Selama beberapa pekan terakhir, publik masisir dihebohkan oleh perseteruan antara para stake-holders PPMI Mesir yang berkaitan dengan pelaksanaan Wisuda tahun 2022. Mulai dari Panitia pelaksana Wisuda, Presiden atau DP PPMI Mesir, para wisudawan, bahkan mahasiswa yang baru datang ke Mesir pun dengan berbagai kadarnya masing-masing terlibat dan membicarakan permasalahan itu. Sebagaimana “kearifan lokal” Masisir yang membudaya dan “harus dihargai” (katanya), sebuah konflik biasanya harus berujung pada kesimpulan “siapa yang salah?”.

Sebenarnya tentu tidak ada masalah untuk mengetahui mana yang salah dan mana yang benar, tapi kultur organisasi dan sosial masisir yang sedemikian rupa menghajatkan agar “si pelaku” bukan hanya dihukumi salah, tapi dicari-cari juga kesalahan lainnya, dihujat-hujat, dibunuh karakternya. Hal yang menyedihkan adalah bahwa terkadang pembunuhan karakter ini dilakukan meski sudah ada usaha damai di balik layar yang diusahakan oleh pihak-pihak yang berkonflik. Akhirnya, permasalahan yang sebenarnya bisa selesai dengan “gentleman agreement” malah berujung pada konflik yang tak berujung, dan tidak jarang ditunggangi kepentingan politik tertentu. Betapa menyedihkan.

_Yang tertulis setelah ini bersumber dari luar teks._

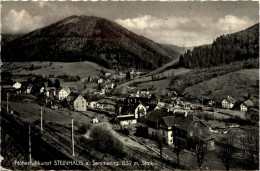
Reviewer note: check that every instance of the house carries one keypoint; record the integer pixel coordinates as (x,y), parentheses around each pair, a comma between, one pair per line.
(244,106)
(153,122)
(62,93)
(187,127)
(139,110)
(95,105)
(107,104)
(92,104)
(136,109)
(177,128)
(111,85)
(108,74)
(95,120)
(76,102)
(253,114)
(42,89)
(50,91)
(151,108)
(130,74)
(126,120)
(17,85)
(100,80)
(228,102)
(29,89)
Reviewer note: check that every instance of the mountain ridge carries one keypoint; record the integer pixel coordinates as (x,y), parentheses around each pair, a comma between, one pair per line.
(88,38)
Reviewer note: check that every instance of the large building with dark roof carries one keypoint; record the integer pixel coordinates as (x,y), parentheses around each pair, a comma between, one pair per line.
(177,128)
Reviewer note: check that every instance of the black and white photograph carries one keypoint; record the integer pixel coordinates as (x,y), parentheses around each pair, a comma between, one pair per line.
(129,85)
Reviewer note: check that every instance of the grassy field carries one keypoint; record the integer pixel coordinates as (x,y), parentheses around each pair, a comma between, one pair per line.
(83,69)
(236,84)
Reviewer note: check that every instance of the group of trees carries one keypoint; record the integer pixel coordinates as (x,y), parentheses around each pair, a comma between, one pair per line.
(225,49)
(68,78)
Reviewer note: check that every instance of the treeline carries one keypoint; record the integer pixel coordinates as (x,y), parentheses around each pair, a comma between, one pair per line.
(180,82)
(226,49)
(90,39)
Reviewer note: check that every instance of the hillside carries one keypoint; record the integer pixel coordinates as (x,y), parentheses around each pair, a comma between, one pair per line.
(88,38)
(236,84)
(59,68)
(5,38)
(225,49)
(175,48)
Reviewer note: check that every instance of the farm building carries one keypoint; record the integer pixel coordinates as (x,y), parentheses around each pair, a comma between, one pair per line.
(76,102)
(244,106)
(124,120)
(63,93)
(17,85)
(228,102)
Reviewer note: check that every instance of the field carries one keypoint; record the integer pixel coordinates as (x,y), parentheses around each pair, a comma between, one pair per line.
(236,84)
(83,69)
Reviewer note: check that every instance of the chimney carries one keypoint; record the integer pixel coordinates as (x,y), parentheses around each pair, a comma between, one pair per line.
(185,114)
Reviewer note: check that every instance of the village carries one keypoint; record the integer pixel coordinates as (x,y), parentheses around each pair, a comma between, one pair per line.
(161,124)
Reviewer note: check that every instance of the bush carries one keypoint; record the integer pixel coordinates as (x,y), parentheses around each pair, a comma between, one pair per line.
(83,128)
(105,142)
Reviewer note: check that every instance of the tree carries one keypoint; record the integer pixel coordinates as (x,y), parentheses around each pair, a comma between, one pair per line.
(177,149)
(251,150)
(31,68)
(160,143)
(200,149)
(57,83)
(227,150)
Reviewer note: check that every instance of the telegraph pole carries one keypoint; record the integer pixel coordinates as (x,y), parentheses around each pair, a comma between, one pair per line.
(72,137)
(30,150)
(41,121)
(7,106)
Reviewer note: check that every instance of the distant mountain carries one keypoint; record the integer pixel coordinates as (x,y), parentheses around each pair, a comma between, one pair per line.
(228,48)
(175,48)
(8,38)
(88,38)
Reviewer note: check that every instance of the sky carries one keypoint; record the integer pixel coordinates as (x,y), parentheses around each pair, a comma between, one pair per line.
(178,23)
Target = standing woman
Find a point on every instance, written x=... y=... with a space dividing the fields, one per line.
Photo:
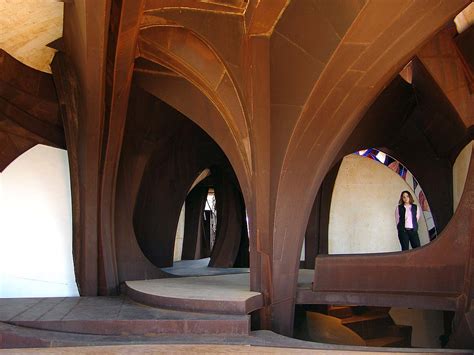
x=407 y=215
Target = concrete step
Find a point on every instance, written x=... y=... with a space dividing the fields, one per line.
x=115 y=316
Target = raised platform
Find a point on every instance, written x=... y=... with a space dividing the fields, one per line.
x=117 y=316
x=200 y=268
x=224 y=294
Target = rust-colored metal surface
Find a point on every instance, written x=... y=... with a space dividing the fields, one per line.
x=437 y=275
x=279 y=86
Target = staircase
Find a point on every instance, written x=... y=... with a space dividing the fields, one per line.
x=374 y=325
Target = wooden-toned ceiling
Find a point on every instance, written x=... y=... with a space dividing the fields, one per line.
x=27 y=26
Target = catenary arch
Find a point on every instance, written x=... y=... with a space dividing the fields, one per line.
x=336 y=103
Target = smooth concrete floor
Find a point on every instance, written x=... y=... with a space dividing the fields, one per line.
x=232 y=287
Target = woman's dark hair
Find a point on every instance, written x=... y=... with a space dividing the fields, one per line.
x=412 y=201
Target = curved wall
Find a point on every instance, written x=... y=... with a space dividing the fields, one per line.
x=362 y=215
x=460 y=168
x=36 y=226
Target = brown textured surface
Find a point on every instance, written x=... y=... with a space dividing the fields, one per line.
x=437 y=270
x=279 y=89
x=114 y=316
x=29 y=111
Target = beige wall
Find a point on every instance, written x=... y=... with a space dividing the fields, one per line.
x=362 y=215
x=460 y=168
x=36 y=226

Di tulisan ini, sebagai seseorang yang pernah terjun dalam dunia legislatif permasisiran, izinkan saya untuk sedikit mengutarakan pandangan saya terkait kasus ini, lalu bagaimana penyelesaian yang ideal, serta apa yang menurut saya pelajaran paling penting dari huru-hara ini. Poin nomor tiga, bagi saya adalah poin utama dari tulisan ini. Poin satu dan dua merupakan usaha saya untuk menyampaikan konteks dan juga mungkin bisa mengimbangi narasi yang berkembang di publik.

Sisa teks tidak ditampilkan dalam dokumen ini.